Abstract
Connections unifying hemispheric sensory representations of vision and touch occur in cortex, but for hearing, commissural connections earlier in the pathway may be important. The brainstem auditory pathways course bilaterally to the inferior colliculi (ICs). Each IC represents one side of auditory space but they are interconnected by a commissure. By deactivating one IC in guinea pig with cooling or microdialysis of procaine, and recording neural activity to sound in the other, we found that commissural input influences fundamental aspects of auditory processing. The areas of nonV frequency response areas (FRAs) were modulated, but the areas of almost all V-shaped FRAs were not. The supra-threshold sensitivity of rate level functions decreased during deactivation and the ability to signal changes in sound level was decremented.
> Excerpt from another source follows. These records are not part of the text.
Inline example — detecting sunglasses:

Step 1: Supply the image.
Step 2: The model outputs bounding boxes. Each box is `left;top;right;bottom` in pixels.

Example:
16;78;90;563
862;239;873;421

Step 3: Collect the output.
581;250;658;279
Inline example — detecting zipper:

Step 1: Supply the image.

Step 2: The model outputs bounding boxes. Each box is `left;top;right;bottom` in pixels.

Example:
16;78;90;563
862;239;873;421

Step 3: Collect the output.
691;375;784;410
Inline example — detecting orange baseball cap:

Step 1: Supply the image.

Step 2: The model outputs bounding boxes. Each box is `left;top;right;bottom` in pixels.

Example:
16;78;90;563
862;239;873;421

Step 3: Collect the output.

This commissural enhancement suggests the ICs should be viewed as a single entity in which the representation of sound in each is governed by the other.
Highlights
The bilateral organization of the pathways mediating the orienting senses is optimized to detect stimuli occurring in the right and left halves of space relative to the body's midline
By deactivating one IC in guinea pig with cooling or microdialysis of procaine, and recording neural activity to sound in the other, we found that commissural input influences fundamental aspects of auditory processing
Our findings show that intercollicular commissural connections regulate firing and are a major determinant of the receptive fields of IC neurons
Summary
The bilateral organization of the pathways mediating the orienting senses is optimized to detect stimuli occurring in the right and left halves of space relative to the body's midline. While the left and right pathways are distinct, they involve crossed connections at several levels (Moore and Osen, 1979; Glendenning and Masterton, 1983; Glendenning et al, 1985; Oliver, 2000; Cant and Benson, 2003) Some of these crossed connections, such as those between the cochlear nuclei and the superior olivary complex, occur between different levels in the hierarchy and mediate interactions that extract the interaural disparities underlying sound localization. Such connections have been termed the acoustic chiasm (Glendenning et al, 1985).